What were upregulated in at least three datasets? We’ve got a list: CEACAM6, EPHA2, LCN2, GPRC5A, TACSTD2, MYC, ASCL2, TM4SF1, HDAC2, HDAC3, CCND2, CDK8, NPDC1, TGFBI, HES6, REG4, and TFF3. Noticeably, the first five genes were up-regulated in the proteomics dataset (with FDR ≤ 0.05 and log2FC ≥ 0.585).
A summary of our validation steps in C-DIAM Multi-omics Studio. (A) Validating candidate markers across omics using MultipleDE pipeline; (B) Checking candidate markers in healthy tissue in GTEx; and (C) Validating marker association with morphology using VisiumHD CRC data (data source: 10x Genomics)
Validating short-listed markers in healthy colon tissue
We then validated the expression of these genes in healthy colon tissue using a GTEx dataset. This is important because markers with high expression in healthy tissue might not be ideal for distinguishing cancer cells from the surrounding background. Most genes had low expression in healthy tissue as expected, except for TFF3, which showed some outliers.

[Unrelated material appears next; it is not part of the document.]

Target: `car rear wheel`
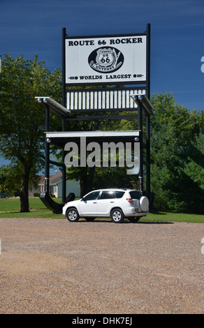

Validating short-listed markers on Visium HD
To further confirm the tumor relevance of these markers, we revisited the CRC Visium HD dataset by 10x Genomics. This allowed us to associate gene expression with morphological features and explore what genes can differentiate the tumor regions. Here’s what we’ve got:
Strong differentiation: CEACAM6, GPRC5A, MYC, HDAC2
Moderate differentiation: ASCL2, TACSTD2/ TROP2, TM4SF1 (tends to be at the boundary of tumor regions), CCND2, EPHA2
Low differentiation: LCN2, REG4, TGFBI, HES6, HDAC3, CDK8, NPDC1
Validating candidate tumor markers on Visium HD CRC data using C-DIAM Multi-omics Studio. (A) Tumor regions (red) were labeled based on morphological features and following Oliveira et al., 2024 (preprint), (B),(C),(D),(E),(F) Expression of CEACAM6, GPRC5A, MYC, TACSTD2, TGFBI.
Final verdict?
We were able to have a list of wins! See our full results here in this Application report.
Conclusion
This mini project shows how cross-omics validation can help pinpoint the best tumor markers for colorectal cancer. Using the C-DIAM Multi-Omics Studio, we integrated data from different omics layers, validated it across datasets, and discovered markers that could potentially detect colorectal cancer cells. While more research is needed to confirm their reliability, it’s exciting to see how multi-omics analysis and data-driven approaches are advancing cancer research!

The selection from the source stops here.